Het klimaat gaat over een langere periode (meestal 30 jaar), waarbij vooral wordt gelet op de temperatuur, neerslag en wind. Natuurlijke klimaatveranderingen zijn normaal en kunnen dus niet zomaar toegeschreven worden aan de mens.
Paragraaf 1.2
De zon is niet de verwarmer van de aarde maar de aarde zelf. Uitleg:
• De inkomende straling van de zon. De zon straalt kortgolvige straling uit. Deze komt maar gedeeltelijk door de atmosfeer, een deel wordt geabsorbeerd door stoffen in de atmosfeer. Een deel wordt gereflecteerd door ijs en water in de dampkring of op aarde. Uiteindelijk wordt ongeveer 50% door de aarde geabsorbeerd, de aarde warmt dan op.
• De uitgaande straling van de aarde. De aarde straalt langgolvige straling uit. De atmosfeer absorbeert 90% hiervan door gassen als waterdamp en kooldioxide. De atmosfeer straalt een deel van de warmte weer terug. Dit is het broeikaseffect.
Paragraaf 1.3
De stralingsbalans kan negatief of positief zijn. Dit wordt veroorzaakt door:
• De verschillen in stralingsdichtheid op aarde. In de tropen is die hoger dan bij de polen doordat dezelfde hoeveelheid straling wordt verdeeld over een groter oppervlak.

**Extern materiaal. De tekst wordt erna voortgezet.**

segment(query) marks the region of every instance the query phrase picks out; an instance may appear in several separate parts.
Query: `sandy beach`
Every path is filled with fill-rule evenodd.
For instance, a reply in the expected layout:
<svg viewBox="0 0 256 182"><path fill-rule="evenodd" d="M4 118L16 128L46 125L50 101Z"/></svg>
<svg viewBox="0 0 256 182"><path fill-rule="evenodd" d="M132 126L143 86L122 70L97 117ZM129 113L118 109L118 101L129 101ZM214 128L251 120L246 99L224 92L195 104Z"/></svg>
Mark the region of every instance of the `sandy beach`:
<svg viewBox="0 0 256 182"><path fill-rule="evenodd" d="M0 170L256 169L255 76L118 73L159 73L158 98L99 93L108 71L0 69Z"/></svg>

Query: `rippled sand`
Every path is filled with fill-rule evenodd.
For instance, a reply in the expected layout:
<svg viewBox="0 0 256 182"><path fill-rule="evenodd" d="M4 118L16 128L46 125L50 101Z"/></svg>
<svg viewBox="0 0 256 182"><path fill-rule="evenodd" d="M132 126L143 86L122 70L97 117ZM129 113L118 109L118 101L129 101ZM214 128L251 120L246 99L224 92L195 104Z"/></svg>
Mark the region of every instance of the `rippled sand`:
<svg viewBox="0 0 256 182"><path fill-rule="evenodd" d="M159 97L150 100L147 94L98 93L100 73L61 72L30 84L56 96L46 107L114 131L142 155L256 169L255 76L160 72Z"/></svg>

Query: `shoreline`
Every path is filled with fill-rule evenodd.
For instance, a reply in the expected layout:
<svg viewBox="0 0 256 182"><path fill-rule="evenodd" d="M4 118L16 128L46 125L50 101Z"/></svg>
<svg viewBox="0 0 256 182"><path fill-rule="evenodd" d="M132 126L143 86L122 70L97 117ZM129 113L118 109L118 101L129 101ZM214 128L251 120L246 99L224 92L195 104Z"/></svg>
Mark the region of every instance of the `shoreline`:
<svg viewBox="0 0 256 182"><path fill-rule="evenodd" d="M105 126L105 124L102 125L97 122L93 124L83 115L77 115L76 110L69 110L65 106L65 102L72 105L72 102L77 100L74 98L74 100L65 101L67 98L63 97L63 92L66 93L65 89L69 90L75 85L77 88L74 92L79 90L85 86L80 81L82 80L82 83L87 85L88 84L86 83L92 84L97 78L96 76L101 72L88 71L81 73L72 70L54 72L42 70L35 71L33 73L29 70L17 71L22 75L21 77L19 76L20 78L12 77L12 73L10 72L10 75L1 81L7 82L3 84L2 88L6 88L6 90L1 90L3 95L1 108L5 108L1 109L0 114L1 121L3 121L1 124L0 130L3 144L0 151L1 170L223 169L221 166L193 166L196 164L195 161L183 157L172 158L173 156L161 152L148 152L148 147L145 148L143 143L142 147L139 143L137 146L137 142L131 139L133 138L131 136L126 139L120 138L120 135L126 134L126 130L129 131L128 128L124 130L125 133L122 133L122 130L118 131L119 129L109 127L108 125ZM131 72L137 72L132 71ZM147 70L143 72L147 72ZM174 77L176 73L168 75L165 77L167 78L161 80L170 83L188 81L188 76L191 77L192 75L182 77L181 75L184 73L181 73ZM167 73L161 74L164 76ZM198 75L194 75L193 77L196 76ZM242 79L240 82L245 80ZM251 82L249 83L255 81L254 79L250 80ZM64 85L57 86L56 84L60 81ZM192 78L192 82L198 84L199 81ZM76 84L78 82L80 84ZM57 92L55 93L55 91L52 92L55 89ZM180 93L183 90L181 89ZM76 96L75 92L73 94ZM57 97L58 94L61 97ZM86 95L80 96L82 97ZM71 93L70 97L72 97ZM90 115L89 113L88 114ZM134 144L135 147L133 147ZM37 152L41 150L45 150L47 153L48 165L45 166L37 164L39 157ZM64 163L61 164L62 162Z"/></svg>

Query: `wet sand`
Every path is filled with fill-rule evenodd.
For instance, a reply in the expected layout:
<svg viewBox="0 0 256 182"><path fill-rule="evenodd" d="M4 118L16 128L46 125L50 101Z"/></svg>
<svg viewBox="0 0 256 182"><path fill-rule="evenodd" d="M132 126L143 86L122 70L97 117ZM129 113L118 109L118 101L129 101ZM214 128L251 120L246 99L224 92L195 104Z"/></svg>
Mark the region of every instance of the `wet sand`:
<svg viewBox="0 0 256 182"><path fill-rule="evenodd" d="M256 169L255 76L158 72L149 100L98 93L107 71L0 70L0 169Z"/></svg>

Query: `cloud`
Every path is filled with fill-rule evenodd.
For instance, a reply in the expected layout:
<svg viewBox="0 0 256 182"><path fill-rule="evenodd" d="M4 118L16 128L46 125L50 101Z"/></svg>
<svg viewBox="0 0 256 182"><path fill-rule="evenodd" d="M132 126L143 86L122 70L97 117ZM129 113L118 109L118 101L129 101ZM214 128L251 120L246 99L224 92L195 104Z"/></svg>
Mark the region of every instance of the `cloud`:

• De verschillen in uitstraling. Rond de evenaar is het warmer dus is er meer uitstraling. Het verschil met hogere breedtes is kleiner dan bij de instraling.
• Eigenlijk zou er op sommige plaatsen dus een stralingsoverschot zijn en op sommige plaatsen een stralingstekort, maar: energie-uitwisseling. Dit gebeurt door zeestromen, de kringloop van water en luchtbewegingen.
Paragraaf 2.1
Bij het transport van warmte spelen de zeestromen een belangrijke rol. Het patroon hiervan wordt gestuurd door de ligging van continenten en door windstromen. Bij het transport is de gelaagdheid van het water belangrijk, je hebt bovenstromen en onderstromen. Het verschil zit hem in de dichtheid, die wordt veroorzaakt door temperatuur en zoutgehalte: thermohaline stromingen:
• De zon verwarmt maar tot zo’n 100 meter diepte het water, waardoor de bovenlaag warm wordt en uitzet.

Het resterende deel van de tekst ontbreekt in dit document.